Using the same platform, Daniel Gillerman, the Israeli ambassador to the U.S., engaged in a rhetorical flourish that could have been taken straight out of any political bigot’s notebook: “While it may be true -- and probably is -- that not all Muslims are terrorists, it also happens to be true that nearly all terrorists are Muslim”.
India has reason to worry about the company it is getting into.

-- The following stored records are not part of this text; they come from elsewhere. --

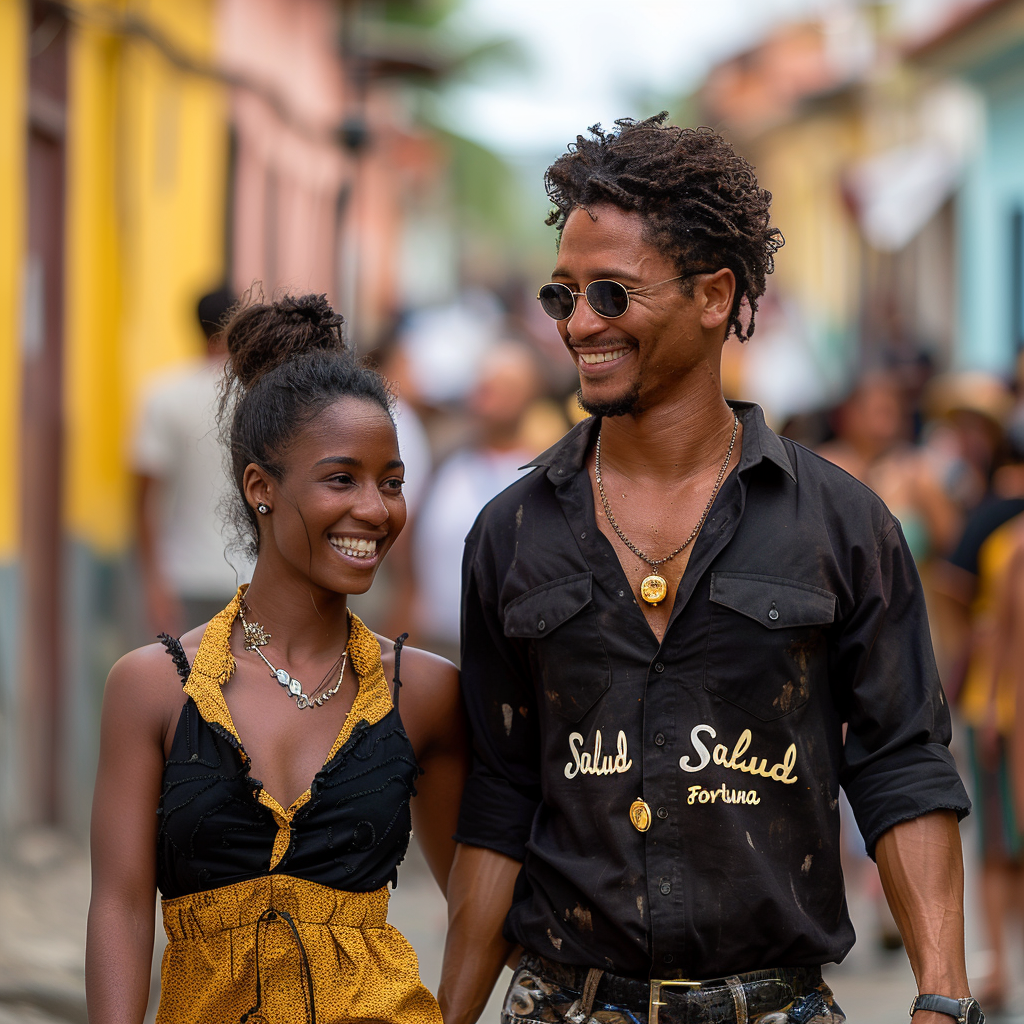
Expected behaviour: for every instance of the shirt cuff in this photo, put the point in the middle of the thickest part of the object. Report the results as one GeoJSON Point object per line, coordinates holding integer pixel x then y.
{"type": "Point", "coordinates": [496, 815]}
{"type": "Point", "coordinates": [905, 784]}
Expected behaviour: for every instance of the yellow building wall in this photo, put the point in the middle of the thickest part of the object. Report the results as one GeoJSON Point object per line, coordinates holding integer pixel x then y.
{"type": "Point", "coordinates": [12, 202]}
{"type": "Point", "coordinates": [146, 166]}
{"type": "Point", "coordinates": [802, 163]}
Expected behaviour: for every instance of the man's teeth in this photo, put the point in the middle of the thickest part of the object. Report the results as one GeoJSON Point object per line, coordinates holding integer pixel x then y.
{"type": "Point", "coordinates": [357, 547]}
{"type": "Point", "coordinates": [592, 357]}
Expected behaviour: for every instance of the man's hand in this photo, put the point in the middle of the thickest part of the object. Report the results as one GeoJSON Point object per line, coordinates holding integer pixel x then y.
{"type": "Point", "coordinates": [479, 895]}
{"type": "Point", "coordinates": [922, 868]}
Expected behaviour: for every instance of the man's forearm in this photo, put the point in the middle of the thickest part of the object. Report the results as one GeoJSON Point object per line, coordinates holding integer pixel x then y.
{"type": "Point", "coordinates": [922, 868]}
{"type": "Point", "coordinates": [479, 895]}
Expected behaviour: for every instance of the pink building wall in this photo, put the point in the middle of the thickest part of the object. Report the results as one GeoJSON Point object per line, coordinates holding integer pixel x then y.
{"type": "Point", "coordinates": [289, 169]}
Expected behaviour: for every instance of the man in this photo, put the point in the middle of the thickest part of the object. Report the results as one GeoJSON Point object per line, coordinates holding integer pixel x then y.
{"type": "Point", "coordinates": [666, 626]}
{"type": "Point", "coordinates": [179, 465]}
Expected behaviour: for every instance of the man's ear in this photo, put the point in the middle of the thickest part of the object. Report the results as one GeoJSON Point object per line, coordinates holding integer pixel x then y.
{"type": "Point", "coordinates": [258, 486]}
{"type": "Point", "coordinates": [716, 292]}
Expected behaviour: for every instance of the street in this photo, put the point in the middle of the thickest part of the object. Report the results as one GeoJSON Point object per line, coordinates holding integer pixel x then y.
{"type": "Point", "coordinates": [44, 900]}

Addressing a carefully chosen audience in the picturesque environs of Delhi’s Purana Qila, Bush announced just before he left, that the U.S. and India are today “closer than ever before”. Indeed, there was no way that the two countries could shirk their common destiny of “leadership in the cause of democracy”. Should India buy into these rather quirky definitions – whether of “terrorism” or “democracy” -- it may well find itself a house divided against itself. And that would be a steep price to pay for the illusory security of nuclear deterrence.
(ENDS)
[1] Ashley J. Tellis, India as a New Global Power, India Research Press, Delhi (under licence from the Carnegie Endowment for International Press, Washington DC), 2005, pp 121.